Todo empezó, decía, con una reivindicación tan razonable como la integración de las mujeres en todos los ámbitos productivo-laborales sin excepción y en condiciones de absoluta igualdad con los hombres. El gran cambalache consiste en que de esa reclamación se haya derivado todo lo demás. Puede abolirse el famoso patriarcado y las diferencias jurídicas y sociales entre hombres y mujeres, sobre todo laborales, sin que la natalidad descienda a nivel cero y obligatoriamente tengamos que proveernos de millones de musulmanes y gentes de otras culturas para que ellos tengan los hijos que nosotros no estamos dispuestos a traer al mundo, para que sus nietos reemplacen a los nuestros inexistentes y, en definitiva, para que su civilización sustituya a la nuestra. Hace años, el primer ministro de un país nórdico sugirió repensar el sistema de ayudas públicas para que el trabajo de ama/o de casa fuese retribuido. Las feministas de todas las tendencias se le echaron encima: ¡”Quiere que la mujer vuelva a la cocina!”, dijeron.

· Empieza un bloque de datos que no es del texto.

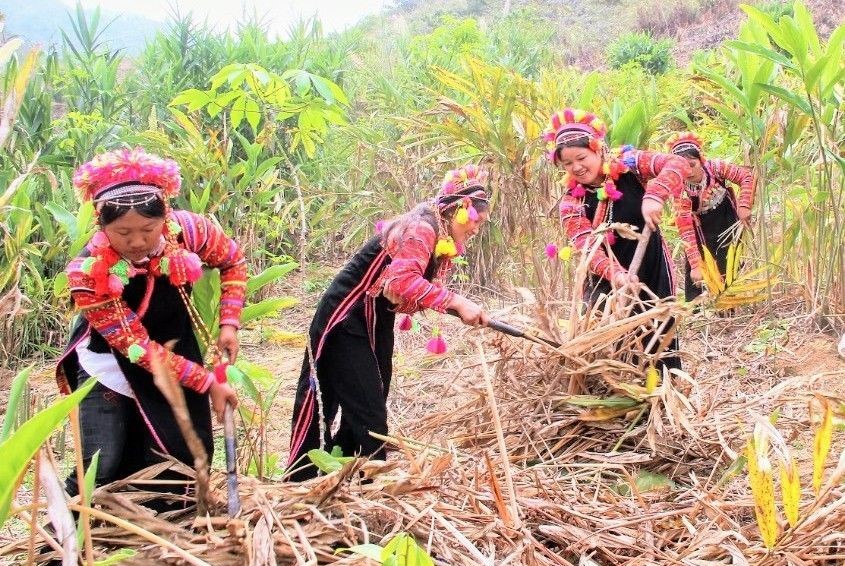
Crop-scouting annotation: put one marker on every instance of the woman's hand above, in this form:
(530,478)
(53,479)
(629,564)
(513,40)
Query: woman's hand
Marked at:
(470,312)
(652,212)
(624,278)
(227,342)
(222,393)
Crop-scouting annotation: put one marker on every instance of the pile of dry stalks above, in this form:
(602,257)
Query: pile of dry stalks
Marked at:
(531,455)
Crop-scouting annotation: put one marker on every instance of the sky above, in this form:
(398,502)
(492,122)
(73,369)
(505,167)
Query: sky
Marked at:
(335,14)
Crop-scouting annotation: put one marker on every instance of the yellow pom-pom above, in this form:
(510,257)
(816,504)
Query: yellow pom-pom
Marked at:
(652,379)
(565,253)
(445,248)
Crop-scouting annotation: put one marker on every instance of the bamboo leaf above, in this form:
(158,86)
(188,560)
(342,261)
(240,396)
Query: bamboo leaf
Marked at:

También propuso el ministro un sistema de ayudas a las natalidad que, lógicamente y por razones presupuestarias, afectaría al grueso de otras dádivas estatales, como el ingreso mínimo vital. “¡Quiere abolir los derechos de ciudadanos vivos en beneficio de ciudadanos que aún no han nacido!”, clamaron los defensores del buenismo universal. Es la misma lógica que aconseja a los estados europeos gastar cuantiosos recursos en la promoción de medidas anticonceptivas entre sus ciudadanos, incluido el aborto, mientras que se alienta la llegada de sustitutos poblacionales desde países como Siria, Irak o Afganistán. Es la filosofía decreciente europea, el cántico crepuscular de los derrotados por sí mismos. Ya no se trata de derechas o izquierdas, liberales o estatalistas, conservadores o revolucionarios. El debate se centra entre la voluntad de ser en la historia o la eutanasia activa de una civilización, entre la pervivencia de los valores y el modo de vida que hicieron grande a occidente o la renuncia y la entrega del futuro a otros que aguardan en nuestras fronteras. Otros que, por cierto, odian a occidente mucho más que los enterradores vernáculos. Entre unos y otros, nuestro porvenir se opaca cada vez más. Atentos al telón porque, en este caso, caerá justo cuando más se espere.